UK- BRC Retail Sales Monitor YOY (MARCH)- Forecast: 4.2%/ Actual 4.9%
Sales grew 0.7% ahead of expectation to 4.9%- largely due to Mother’s Day sales, despite the cost-of living-pressures and the wettest March in over 40 years, which dampened sales across fashion, gardening and DIY products.
Barclays reported a 4% YoY increase in both credit and debit card purchases and the King’s Coronation next month should also see a boost in spending across retailers, pubs and restaurants
EURO AREA – Retails Sales YOY (FEB)- was forecasted to drop by -3.5% but actually fell by -3%
A MOM drop of 0.8% and 0.9% across the Euro Area and the EU, respectively.
The figures paint a picture of weakness in consumer demand and a broader economic slowdown, the effect of rampant inflation caused by rising energy and food prices.
USA- FED HARKER SPEECH– Whilst no exact indication was given to any forthcoming rate hikes, but Harker did say ‘In my view, we are not done yet….but we are close’.
It was suggested that there will be a hold on rates and let monetary policy do its work.
The goal is to slow down the economy….and core inflation to come in at around 3.5% this year, falling to 2.5% in 2024 and then back down to 2% in 2025.
The fed Reserve is committed to bringing down inflation and to maintaining the conditions for a healthy labour market.
Today we have some more key economic releases:
USA- Core Inflation Rate YOY (MARCH)- Forecast to rise by 0.1% to 5.6% and Inflation Rate YOY (MARCH) forecasted to drop by 0.8% to 5.2%
UK- BOE Governor Andrew Bailey Speech due out today at 2PM talking about ‘The shifting risk landscape’.
BoC Interest Rate Decision– Forecast to remain the same at 4.5%.
Some sections of the market are expecting 50 basis points cut by the end of the year, this was fuelled by last month’s banking issues across USA & Europe, despite Canada’s economy and labour market performing better than expected.

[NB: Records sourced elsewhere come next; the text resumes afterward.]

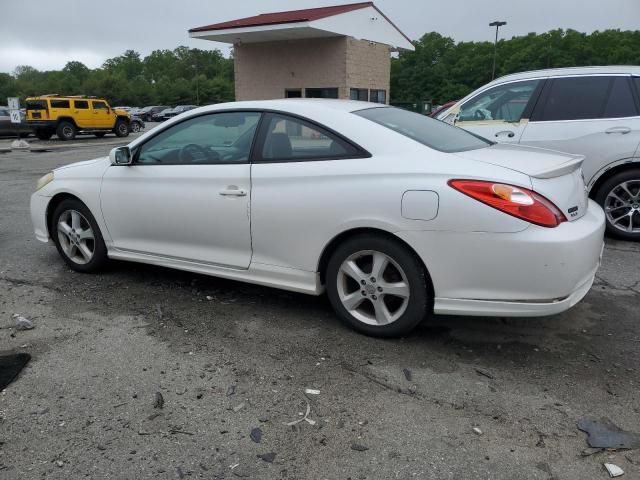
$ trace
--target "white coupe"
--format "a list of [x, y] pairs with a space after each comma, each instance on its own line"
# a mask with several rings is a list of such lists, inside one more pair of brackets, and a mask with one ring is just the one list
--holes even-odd
[[45, 175], [31, 216], [79, 272], [115, 258], [326, 290], [356, 330], [399, 336], [430, 313], [542, 316], [582, 299], [605, 217], [581, 163], [384, 105], [238, 102]]

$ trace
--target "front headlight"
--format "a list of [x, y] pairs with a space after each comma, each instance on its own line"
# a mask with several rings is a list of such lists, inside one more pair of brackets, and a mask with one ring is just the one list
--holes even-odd
[[46, 185], [48, 185], [51, 181], [53, 181], [53, 172], [49, 172], [47, 173], [44, 177], [41, 177], [38, 180], [38, 183], [36, 184], [36, 192], [38, 190], [40, 190], [41, 188], [44, 188]]

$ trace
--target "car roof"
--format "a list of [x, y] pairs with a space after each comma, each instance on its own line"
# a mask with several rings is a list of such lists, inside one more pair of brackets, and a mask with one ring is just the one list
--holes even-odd
[[242, 102], [217, 103], [200, 107], [200, 111], [224, 110], [230, 108], [258, 108], [261, 110], [303, 111], [309, 110], [334, 110], [337, 112], [355, 112], [366, 108], [388, 107], [382, 103], [360, 102], [356, 100], [337, 100], [327, 98], [287, 98], [276, 100], [247, 100]]
[[602, 67], [568, 67], [568, 68], [549, 68], [544, 70], [532, 70], [529, 72], [512, 73], [500, 78], [496, 78], [487, 85], [504, 83], [506, 81], [513, 80], [526, 80], [529, 78], [540, 77], [562, 77], [573, 75], [612, 75], [612, 74], [626, 74], [626, 75], [640, 75], [640, 66], [636, 65], [612, 65]]

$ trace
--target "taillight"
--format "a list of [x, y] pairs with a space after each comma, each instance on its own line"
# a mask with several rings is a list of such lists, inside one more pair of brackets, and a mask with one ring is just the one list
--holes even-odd
[[479, 202], [541, 227], [557, 227], [567, 218], [532, 190], [482, 180], [449, 180], [449, 186]]

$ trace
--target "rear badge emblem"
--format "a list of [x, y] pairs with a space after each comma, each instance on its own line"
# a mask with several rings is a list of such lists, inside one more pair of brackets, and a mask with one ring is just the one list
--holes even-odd
[[567, 210], [567, 212], [569, 212], [569, 215], [571, 215], [572, 217], [575, 217], [576, 215], [578, 215], [578, 206], [576, 205], [575, 207], [571, 207], [569, 210]]

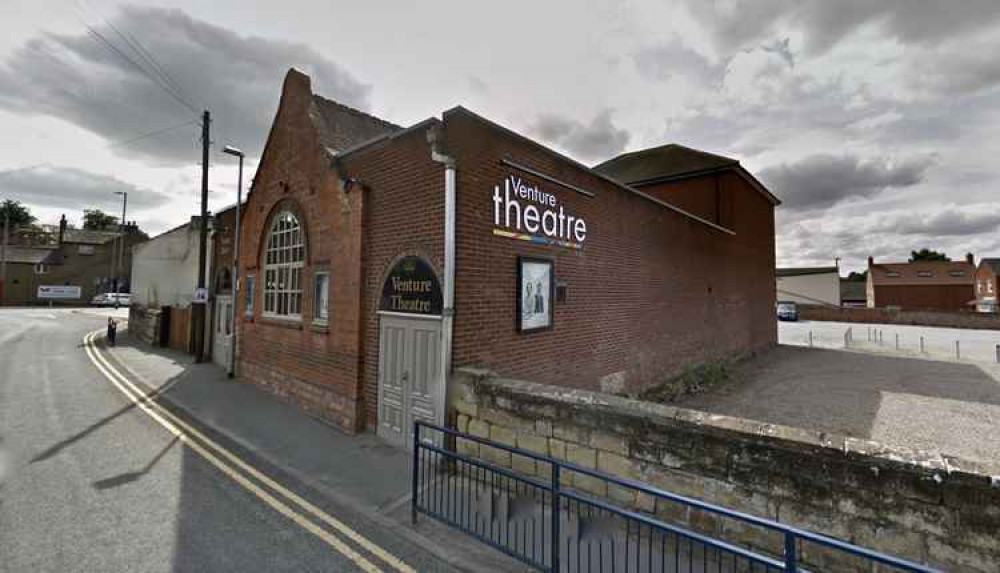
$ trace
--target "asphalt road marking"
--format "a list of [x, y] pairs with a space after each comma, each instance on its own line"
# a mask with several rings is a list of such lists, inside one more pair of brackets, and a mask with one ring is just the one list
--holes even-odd
[[[364, 556], [360, 555], [354, 551], [351, 547], [346, 545], [338, 537], [330, 534], [328, 531], [318, 526], [315, 522], [311, 521], [308, 517], [298, 513], [294, 509], [288, 506], [288, 504], [277, 499], [275, 496], [271, 495], [258, 485], [254, 484], [252, 481], [248, 480], [244, 475], [240, 474], [232, 467], [227, 465], [221, 459], [219, 459], [215, 454], [210, 452], [208, 448], [215, 450], [224, 458], [229, 460], [233, 465], [237, 466], [254, 479], [265, 484], [267, 487], [274, 490], [276, 493], [280, 494], [287, 501], [294, 503], [299, 506], [299, 508], [305, 510], [307, 513], [312, 514], [314, 517], [318, 518], [322, 522], [326, 523], [328, 526], [336, 530], [338, 533], [344, 537], [354, 541], [365, 550], [367, 550], [372, 555], [375, 555], [383, 562], [388, 564], [393, 569], [399, 571], [400, 573], [416, 573], [416, 571], [403, 562], [398, 557], [392, 555], [381, 546], [376, 545], [372, 541], [368, 540], [354, 529], [350, 528], [340, 520], [334, 518], [328, 513], [324, 512], [322, 509], [316, 507], [315, 505], [309, 503], [301, 496], [295, 492], [289, 490], [288, 488], [282, 486], [278, 482], [272, 480], [266, 475], [262, 474], [253, 466], [249, 465], [243, 461], [236, 454], [233, 454], [223, 446], [209, 439], [207, 436], [191, 427], [189, 424], [179, 419], [177, 416], [170, 413], [168, 410], [156, 403], [155, 398], [151, 398], [146, 393], [144, 393], [140, 388], [133, 384], [126, 376], [115, 368], [107, 358], [105, 358], [101, 352], [94, 346], [94, 338], [97, 334], [101, 333], [102, 330], [96, 330], [84, 336], [84, 348], [87, 352], [87, 356], [90, 358], [94, 366], [97, 367], [98, 371], [104, 375], [112, 384], [115, 385], [118, 390], [125, 394], [129, 400], [139, 406], [144, 412], [149, 414], [154, 420], [156, 420], [161, 426], [167, 429], [170, 433], [177, 436], [183, 443], [187, 444], [192, 450], [198, 453], [202, 458], [211, 463], [213, 466], [218, 468], [226, 476], [233, 479], [235, 482], [243, 486], [245, 489], [250, 491], [252, 494], [261, 499], [264, 503], [268, 504], [276, 511], [285, 515], [296, 524], [306, 529], [310, 533], [313, 533], [339, 553], [348, 557], [353, 561], [358, 567], [364, 571], [380, 571], [371, 561], [366, 559]], [[204, 444], [204, 445], [203, 445]]]

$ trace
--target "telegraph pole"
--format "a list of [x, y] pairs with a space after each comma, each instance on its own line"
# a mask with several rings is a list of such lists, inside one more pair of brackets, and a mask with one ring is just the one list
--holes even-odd
[[[201, 119], [201, 220], [200, 232], [198, 236], [198, 291], [205, 288], [205, 259], [208, 250], [208, 146], [209, 129], [212, 115], [205, 110]], [[194, 315], [194, 360], [195, 362], [205, 361], [205, 302], [196, 302], [192, 305]]]

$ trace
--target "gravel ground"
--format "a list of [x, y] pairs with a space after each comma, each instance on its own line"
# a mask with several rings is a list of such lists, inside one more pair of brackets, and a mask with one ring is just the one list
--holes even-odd
[[985, 362], [783, 345], [677, 405], [1000, 462], [1000, 367]]

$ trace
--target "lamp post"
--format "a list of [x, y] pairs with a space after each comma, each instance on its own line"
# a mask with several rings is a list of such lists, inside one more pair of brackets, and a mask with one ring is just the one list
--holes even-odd
[[243, 203], [243, 151], [227, 145], [222, 152], [237, 157], [240, 160], [239, 175], [236, 178], [236, 225], [234, 230], [235, 238], [233, 239], [233, 301], [229, 305], [230, 312], [232, 313], [230, 324], [233, 325], [233, 340], [229, 345], [229, 377], [232, 378], [236, 375], [236, 339], [239, 332], [239, 329], [236, 328], [236, 304], [240, 288], [240, 205]]
[[115, 258], [115, 308], [118, 308], [118, 293], [121, 291], [121, 280], [119, 275], [122, 273], [122, 267], [125, 266], [125, 209], [128, 207], [128, 191], [115, 191], [115, 195], [122, 196], [122, 218], [118, 221], [118, 250], [117, 252], [112, 252], [111, 256]]

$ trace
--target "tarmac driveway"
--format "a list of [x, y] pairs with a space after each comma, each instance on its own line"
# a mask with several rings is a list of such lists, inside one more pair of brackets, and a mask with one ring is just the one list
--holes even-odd
[[1000, 463], [995, 364], [779, 346], [677, 405]]

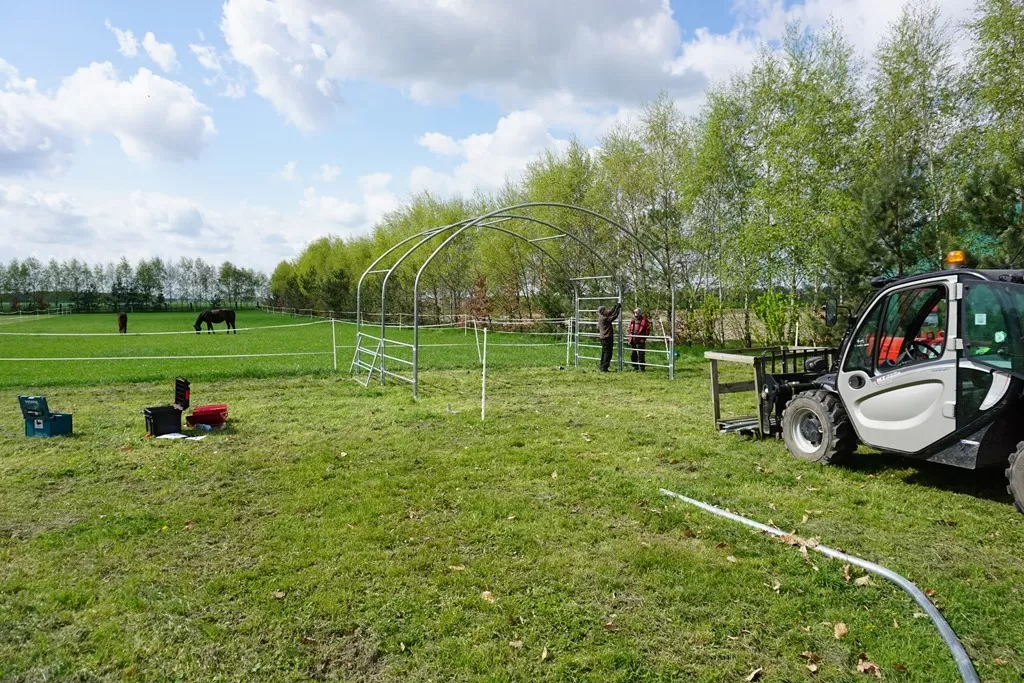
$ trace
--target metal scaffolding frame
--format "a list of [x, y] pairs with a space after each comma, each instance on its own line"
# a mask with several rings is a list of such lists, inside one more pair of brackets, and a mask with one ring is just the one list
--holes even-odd
[[[666, 276], [666, 278], [668, 280], [668, 284], [669, 284], [669, 300], [670, 300], [670, 303], [669, 303], [669, 325], [670, 325], [670, 329], [674, 332], [674, 330], [676, 328], [676, 306], [675, 306], [675, 295], [676, 295], [676, 292], [675, 292], [675, 282], [674, 282], [674, 279], [672, 277], [671, 270], [666, 267], [666, 265], [658, 257], [658, 254], [653, 249], [651, 249], [651, 247], [648, 244], [646, 244], [639, 236], [637, 236], [634, 232], [632, 232], [631, 230], [629, 230], [625, 226], [621, 225], [620, 223], [617, 223], [616, 221], [614, 221], [614, 220], [612, 220], [610, 218], [607, 218], [606, 216], [603, 216], [603, 215], [601, 215], [601, 214], [599, 214], [599, 213], [597, 213], [595, 211], [591, 211], [590, 209], [585, 209], [585, 208], [580, 207], [580, 206], [573, 206], [571, 204], [562, 204], [562, 203], [558, 203], [558, 202], [525, 202], [525, 203], [522, 203], [522, 204], [516, 204], [516, 205], [513, 205], [513, 206], [508, 206], [508, 207], [505, 207], [505, 208], [502, 208], [502, 209], [498, 209], [498, 210], [492, 211], [490, 213], [482, 214], [482, 215], [477, 216], [475, 218], [458, 221], [456, 223], [451, 223], [451, 224], [448, 224], [448, 225], [445, 225], [445, 226], [441, 226], [441, 227], [437, 227], [437, 228], [431, 228], [429, 230], [424, 230], [423, 232], [417, 233], [415, 235], [411, 235], [411, 236], [401, 240], [397, 244], [395, 244], [392, 247], [390, 247], [389, 249], [387, 249], [383, 254], [378, 256], [376, 259], [374, 259], [373, 262], [370, 263], [370, 265], [366, 268], [366, 270], [360, 276], [359, 282], [358, 282], [358, 284], [356, 286], [356, 350], [355, 350], [355, 353], [354, 353], [353, 358], [352, 358], [352, 364], [350, 366], [350, 371], [353, 372], [353, 373], [355, 373], [357, 371], [365, 371], [367, 373], [367, 375], [366, 375], [366, 380], [365, 380], [364, 383], [367, 386], [369, 385], [370, 381], [372, 380], [372, 378], [373, 378], [373, 376], [375, 374], [379, 376], [381, 384], [383, 384], [385, 382], [386, 378], [392, 378], [392, 379], [396, 379], [396, 380], [399, 380], [399, 381], [402, 381], [402, 382], [406, 382], [406, 383], [412, 385], [413, 397], [414, 398], [418, 398], [419, 397], [420, 281], [421, 281], [421, 279], [423, 277], [424, 271], [426, 271], [426, 269], [430, 265], [430, 263], [441, 252], [443, 252], [444, 249], [448, 245], [450, 245], [452, 242], [457, 240], [461, 235], [465, 234], [471, 228], [477, 228], [478, 230], [479, 229], [496, 230], [498, 232], [502, 232], [504, 234], [507, 234], [507, 235], [509, 235], [509, 236], [511, 236], [513, 238], [522, 240], [523, 242], [529, 244], [531, 247], [533, 247], [534, 249], [539, 251], [541, 254], [543, 254], [545, 257], [547, 257], [549, 260], [551, 260], [559, 268], [559, 270], [561, 270], [568, 277], [569, 281], [572, 283], [573, 293], [574, 293], [575, 318], [572, 321], [574, 323], [572, 325], [572, 330], [573, 330], [573, 335], [574, 335], [573, 345], [575, 347], [575, 353], [574, 353], [574, 355], [575, 355], [575, 365], [577, 367], [579, 366], [579, 361], [580, 361], [581, 358], [584, 358], [584, 359], [590, 358], [589, 356], [581, 355], [580, 354], [580, 347], [581, 347], [581, 343], [580, 343], [580, 335], [581, 335], [580, 328], [581, 328], [581, 322], [583, 321], [583, 319], [582, 319], [580, 314], [581, 314], [581, 312], [587, 312], [587, 313], [590, 312], [589, 309], [582, 309], [581, 310], [580, 305], [581, 305], [582, 301], [587, 301], [587, 300], [595, 300], [596, 301], [597, 299], [594, 298], [594, 297], [581, 297], [580, 296], [580, 287], [579, 287], [578, 283], [581, 282], [581, 281], [587, 281], [587, 280], [611, 280], [613, 285], [614, 285], [615, 294], [613, 296], [609, 296], [609, 297], [602, 297], [601, 300], [617, 301], [617, 302], [619, 302], [621, 304], [621, 302], [622, 302], [623, 287], [622, 287], [622, 279], [621, 279], [620, 270], [618, 268], [611, 267], [608, 264], [608, 262], [601, 256], [601, 254], [594, 248], [593, 245], [591, 245], [586, 240], [580, 238], [578, 235], [575, 235], [572, 232], [569, 232], [569, 231], [565, 230], [564, 228], [561, 228], [561, 227], [555, 225], [554, 223], [551, 223], [551, 222], [548, 222], [548, 221], [545, 221], [545, 220], [542, 220], [542, 219], [539, 219], [539, 218], [535, 218], [535, 217], [529, 215], [528, 212], [531, 209], [534, 209], [534, 208], [563, 209], [563, 210], [573, 211], [573, 212], [576, 212], [576, 213], [580, 213], [580, 214], [584, 214], [584, 215], [590, 216], [592, 218], [595, 218], [597, 220], [602, 221], [605, 225], [607, 225], [607, 226], [609, 226], [611, 228], [614, 228], [621, 235], [625, 236], [626, 238], [631, 240], [634, 244], [639, 246], [642, 250], [644, 250], [648, 254], [648, 256], [650, 256], [650, 258], [654, 261], [654, 263], [657, 263], [659, 266], [661, 266], [662, 271], [664, 272], [664, 274], [665, 274], [665, 276]], [[515, 212], [518, 212], [518, 213], [515, 213]], [[520, 234], [520, 233], [518, 233], [518, 232], [516, 232], [514, 230], [508, 229], [508, 228], [506, 228], [506, 227], [504, 227], [502, 225], [503, 223], [507, 223], [509, 221], [525, 221], [525, 222], [533, 223], [534, 225], [538, 225], [540, 227], [547, 228], [547, 229], [553, 231], [554, 234], [553, 235], [549, 235], [549, 236], [542, 236], [542, 237], [532, 237], [532, 238], [531, 237], [527, 237], [527, 236], [522, 235], [522, 234]], [[413, 327], [413, 341], [412, 341], [412, 343], [409, 344], [408, 342], [402, 342], [402, 341], [399, 341], [399, 340], [396, 340], [396, 339], [393, 339], [393, 338], [389, 339], [388, 336], [387, 336], [388, 325], [387, 325], [387, 313], [386, 313], [386, 311], [387, 311], [388, 283], [389, 283], [389, 281], [391, 279], [391, 276], [413, 254], [415, 254], [417, 251], [419, 251], [424, 246], [426, 246], [429, 243], [431, 243], [436, 238], [442, 238], [442, 237], [443, 237], [443, 239], [442, 239], [441, 243], [438, 244], [433, 249], [433, 251], [430, 252], [430, 254], [427, 256], [426, 260], [424, 260], [424, 262], [420, 265], [419, 269], [416, 272], [415, 280], [413, 281], [413, 316], [412, 316], [413, 317], [413, 325], [412, 325], [412, 327]], [[608, 273], [608, 274], [607, 275], [597, 275], [597, 276], [573, 277], [572, 273], [569, 272], [568, 268], [565, 266], [564, 263], [562, 263], [561, 260], [559, 260], [558, 258], [553, 256], [550, 252], [548, 252], [547, 250], [545, 250], [543, 247], [541, 247], [538, 244], [539, 242], [543, 242], [543, 241], [547, 241], [547, 240], [555, 240], [555, 239], [568, 239], [568, 240], [571, 240], [571, 241], [575, 242], [580, 247], [582, 247], [585, 251], [589, 252], [589, 254], [594, 258], [595, 262], [601, 264], [601, 266], [603, 268], [605, 268], [604, 272]], [[410, 244], [411, 244], [411, 246], [408, 246]], [[405, 250], [404, 251], [400, 251], [403, 247], [405, 247]], [[390, 264], [390, 265], [388, 265], [388, 264]], [[381, 294], [380, 294], [380, 297], [381, 297], [381, 299], [380, 299], [381, 317], [380, 317], [379, 334], [377, 334], [377, 335], [370, 334], [369, 332], [365, 332], [363, 330], [363, 327], [364, 327], [364, 321], [363, 321], [364, 311], [363, 311], [363, 302], [362, 302], [363, 285], [364, 285], [364, 283], [366, 281], [367, 276], [369, 276], [369, 275], [383, 275], [384, 276], [382, 278], [382, 281], [381, 281], [381, 289], [380, 289], [380, 292], [381, 292]], [[588, 324], [588, 323], [584, 323], [584, 324]], [[594, 324], [596, 324], [596, 323], [594, 323]], [[623, 361], [624, 361], [622, 325], [623, 325], [623, 320], [622, 320], [622, 315], [620, 313], [619, 320], [618, 320], [618, 367], [619, 367], [620, 370], [623, 367]], [[567, 344], [568, 343], [569, 342], [567, 341]], [[674, 335], [674, 333], [668, 335], [667, 345], [668, 345], [668, 356], [669, 356], [669, 363], [668, 363], [669, 378], [670, 379], [674, 379], [674, 377], [675, 377], [675, 368], [674, 368], [674, 363], [672, 362], [672, 359], [674, 358], [674, 351], [675, 351], [675, 335]], [[389, 346], [392, 347], [392, 348], [389, 349]], [[584, 343], [584, 344], [582, 344], [582, 346], [584, 348], [586, 348], [588, 345]], [[394, 350], [395, 347], [397, 347], [397, 349], [398, 349], [397, 352]], [[411, 358], [408, 357], [408, 354], [410, 352], [411, 352]], [[396, 353], [405, 353], [406, 357], [402, 357], [400, 355], [395, 355]], [[366, 360], [367, 358], [369, 358], [369, 361]], [[396, 369], [396, 367], [394, 365], [396, 363], [399, 366], [397, 369]], [[403, 373], [408, 373], [408, 374], [403, 374]]]

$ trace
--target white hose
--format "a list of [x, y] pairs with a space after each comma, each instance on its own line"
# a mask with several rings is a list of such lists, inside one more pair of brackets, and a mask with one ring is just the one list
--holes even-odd
[[[775, 527], [768, 526], [766, 524], [761, 524], [760, 522], [755, 522], [752, 519], [747, 519], [746, 517], [742, 517], [735, 513], [729, 512], [728, 510], [723, 510], [722, 508], [717, 508], [714, 505], [708, 505], [707, 503], [702, 503], [699, 500], [687, 498], [686, 496], [679, 495], [678, 493], [674, 493], [672, 491], [669, 491], [668, 489], [658, 490], [662, 493], [662, 495], [677, 498], [683, 501], [684, 503], [695, 505], [702, 510], [710, 512], [713, 515], [718, 515], [719, 517], [725, 517], [726, 519], [731, 519], [734, 522], [745, 524], [746, 526], [757, 529], [758, 531], [763, 531], [766, 534], [771, 534], [772, 536], [787, 535], [786, 532], [782, 531], [781, 529], [776, 529]], [[810, 548], [811, 546], [807, 547]], [[980, 683], [980, 679], [978, 678], [978, 672], [974, 670], [974, 664], [971, 663], [971, 658], [967, 654], [967, 650], [964, 649], [963, 643], [961, 643], [960, 639], [956, 637], [956, 633], [953, 631], [953, 627], [949, 625], [949, 622], [947, 622], [945, 618], [943, 618], [942, 613], [939, 612], [938, 608], [932, 604], [932, 601], [928, 599], [928, 596], [921, 592], [920, 588], [918, 588], [909, 580], [900, 576], [896, 572], [892, 571], [891, 569], [886, 569], [882, 565], [875, 564], [874, 562], [862, 560], [861, 558], [854, 557], [853, 555], [847, 555], [844, 552], [835, 550], [834, 548], [829, 548], [828, 546], [824, 545], [813, 546], [813, 550], [817, 550], [819, 553], [825, 555], [826, 557], [831, 557], [837, 560], [842, 560], [843, 562], [855, 564], [858, 567], [866, 569], [872, 574], [877, 574], [878, 576], [881, 576], [882, 578], [887, 579], [895, 583], [900, 588], [902, 588], [906, 593], [910, 595], [910, 597], [914, 599], [914, 602], [916, 602], [921, 607], [921, 609], [925, 611], [925, 614], [928, 615], [928, 617], [935, 624], [935, 627], [939, 630], [939, 635], [942, 636], [942, 640], [945, 641], [946, 646], [949, 648], [950, 653], [953, 655], [953, 660], [956, 662], [956, 666], [960, 670], [960, 677], [963, 679], [964, 683]]]

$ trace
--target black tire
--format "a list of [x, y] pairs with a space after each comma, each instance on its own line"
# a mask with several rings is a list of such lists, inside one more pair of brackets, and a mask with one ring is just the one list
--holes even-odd
[[794, 457], [823, 465], [840, 462], [857, 450], [857, 435], [842, 402], [822, 390], [797, 394], [786, 404], [782, 438]]
[[1013, 506], [1017, 512], [1024, 512], [1024, 441], [1017, 444], [1017, 450], [1010, 454], [1006, 481], [1006, 491], [1013, 496]]

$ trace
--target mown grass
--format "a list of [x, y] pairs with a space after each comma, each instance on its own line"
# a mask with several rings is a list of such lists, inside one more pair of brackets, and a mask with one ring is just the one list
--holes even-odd
[[689, 356], [671, 383], [499, 367], [483, 423], [471, 366], [424, 373], [418, 403], [196, 366], [193, 403], [231, 427], [188, 443], [143, 438], [166, 369], [51, 377], [69, 439], [25, 439], [0, 390], [0, 680], [855, 681], [862, 653], [886, 680], [956, 679], [898, 589], [661, 486], [892, 567], [984, 680], [1024, 675], [1024, 516], [998, 475], [720, 437]]
[[[35, 391], [49, 386], [147, 382], [175, 376], [227, 379], [333, 373], [329, 322], [239, 311], [237, 323], [242, 330], [237, 334], [224, 334], [225, 326], [217, 325], [216, 334], [207, 334], [204, 327], [197, 335], [191, 331], [194, 320], [190, 313], [131, 314], [130, 334], [119, 336], [111, 315], [25, 318], [22, 322], [12, 319], [0, 326], [0, 387]], [[379, 334], [379, 328], [364, 329]], [[334, 333], [339, 347], [338, 367], [348, 370], [356, 343], [355, 325], [339, 322]], [[409, 343], [412, 331], [390, 329], [388, 337]], [[565, 341], [564, 333], [559, 332], [515, 334], [492, 330], [488, 365], [496, 369], [564, 366]], [[482, 344], [482, 338], [473, 330], [428, 327], [421, 331], [420, 343], [422, 368], [480, 365], [478, 344]], [[388, 353], [411, 359], [411, 351], [398, 344], [389, 346]], [[236, 357], [246, 355], [252, 357]], [[585, 355], [594, 354], [590, 351]], [[108, 358], [118, 360], [103, 360]]]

Last month BoC was the first major bank to issue a ‘conditional pause’ and all 33 economists polled said that rates will be paused at 4.5% –
23 of 32 economists said rates will remain unchanged for the rest of 2023 and 7 expect at least 25 basis points cut by the end of 2023.
In January, the economy was said to have grown 1.7% since the previous quarter, this was against a 0.3% expected contraction and the BoC’s growth projection of 0.5%. That said, inflation is still running twice the 2% target at 5.2%
Finally, the USA FOMC Minutes is expected to release at 7PM and should provide some insight on forthcoming rate hikes.
The Fed is hoping to take rates to 5.1% by the end of 2023, which implies at least 1 more 25 basis points hike before pausing.